La notte a Milano non è solo un'immagine in bianco e nero. Le luci si allungano, i rumori si sfumano e tutto sembra muoversi con un passo più lento.

Mi ero iscritto a un workshop notturno per catturare proprio questa Milano diversa. Reflex pronta, cavalletto piazzato, tutto sotto controllo.

Poi è successo l’imprevisto.

Un attimo di distrazione e qualcuno ha approfittato della mia macchina sul cavalletto e me l’ha rubata. Scomparsa, evaporata come nebbia al sole. Senza fotocamera, mi sono ritrovato solo, perso in quella notte ovattata.

Avevo conosciuto Elena durante quel workshop. Aria misteriosa, passo deciso, come se sapesse sempre dove andare. Quando ha capito cos’era successo, si è offerta di aiutarmi e insieme abbiamo iniziato a inseguire un ladro invisibile tra le vie di Milano, senza un piano preciso, guidati solo dall’istinto.

Poi una figura è comparsa per un istante. Non correndo, ma fluttuando sull’asfalto, come trascinata dal buio.

«Ti prego, dimmi che anche tu l’hai visto.» ha mormorato Elena.

Lo abbiamo seguito.

In Piazza Duomo abbiamo accelerato il passo. Le luci dorate rimbalzavano sulle facciate e la piazza sembrava più grande del solito. Da lì ci siamo spinti in galleria. Il soffitto di vetro sembrava un acquario rovesciato, i nostri passi rimbombavano, le vetrine erano palcoscenici senza attori.

Poi, all’improvviso, un lampo e quella figura che scompariva in sella a una bicicletta. Un tram è arrivato sferragliando e ci è sembrato l’unico modo per seguirla, così siamo saltati a bordo senza pensarci due volte. Persino il conducente appariva distante, sfocato dietro il vetro.

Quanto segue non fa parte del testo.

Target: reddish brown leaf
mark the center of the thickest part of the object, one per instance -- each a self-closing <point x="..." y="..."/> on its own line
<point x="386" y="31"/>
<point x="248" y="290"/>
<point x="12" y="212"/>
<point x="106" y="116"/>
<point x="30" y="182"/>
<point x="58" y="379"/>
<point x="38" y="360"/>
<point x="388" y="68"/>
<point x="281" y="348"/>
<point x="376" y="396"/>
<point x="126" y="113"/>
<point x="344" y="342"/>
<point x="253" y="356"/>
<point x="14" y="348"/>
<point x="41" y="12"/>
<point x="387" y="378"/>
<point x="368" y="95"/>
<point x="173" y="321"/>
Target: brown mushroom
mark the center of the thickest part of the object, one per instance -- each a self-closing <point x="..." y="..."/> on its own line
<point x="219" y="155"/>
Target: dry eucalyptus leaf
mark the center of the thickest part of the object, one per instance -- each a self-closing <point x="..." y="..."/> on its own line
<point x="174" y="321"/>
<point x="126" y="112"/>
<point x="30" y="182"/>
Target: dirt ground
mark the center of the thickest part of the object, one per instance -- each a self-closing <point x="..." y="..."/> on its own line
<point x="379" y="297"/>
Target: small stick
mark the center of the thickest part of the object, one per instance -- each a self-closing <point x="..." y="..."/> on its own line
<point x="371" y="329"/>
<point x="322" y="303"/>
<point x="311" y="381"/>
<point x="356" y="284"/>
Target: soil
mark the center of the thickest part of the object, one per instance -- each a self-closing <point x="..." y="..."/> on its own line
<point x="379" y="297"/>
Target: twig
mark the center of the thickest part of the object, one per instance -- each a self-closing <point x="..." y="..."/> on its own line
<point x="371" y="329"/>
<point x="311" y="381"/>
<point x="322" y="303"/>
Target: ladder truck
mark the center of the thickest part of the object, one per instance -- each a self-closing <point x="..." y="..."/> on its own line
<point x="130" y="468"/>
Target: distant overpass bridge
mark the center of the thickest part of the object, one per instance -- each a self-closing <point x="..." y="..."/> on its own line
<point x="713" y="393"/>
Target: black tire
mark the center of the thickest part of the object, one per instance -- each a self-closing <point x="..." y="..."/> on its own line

Poco dopo il tram ha rallentato, poi si è fermato del tutto: un idrante rotto aveva deciso di allagare la città. La strada era diventata uno specchio tremolante e il tram non poteva andare oltre. Anche il ciclista era stato costretto a zigzagare per non scivolare. Siamo scesi e abbiamo continuato a piedi.

Via Monte Napoleone si allungava davanti a noi, silenziosa e deserta, una spoglia passerella di lusso. La figura scivolava, sfuggente. A volte sembrava vicina, quasi raggiungibile, altre lontanissima, un riflesso che si dissolveva.

Elena camminava accanto a me con calma, come intuisse dove saremmo giunti. Ogni tanto i nostri sguardi si sfioravano, ma nessuno dei due osava continuare per porre la domanda sospesa tra noi.

Arrivati alla fine della via, la bicicletta era lì, abbandonata. La ruota piegata, come dopo una caduta.

Il ladro? Sparito.

Ci siamo fermati un momento a riprendere fiato. Delusi, abbiamo iniziato il ritorno. Io mi sentivo molle come un rullino srotolato.

La presenza di Elena però mi teneva a galla.

Poi abbiamo ritrovato il gruppo. Il professore sorrideva e teneva in mano la mia reflex.

«Ecco dove eravate finiti» ha detto con l’aria di chi ne sa più degli altri, «questa dovrebbe essere tua vero?»

L’aveva presa lui per sistemare qualche impostazione durante la pausa.

Elena ed io siamo scoppiati a ridere.

La notte a Milano a volte ti regala storie più complicate delle fotografie.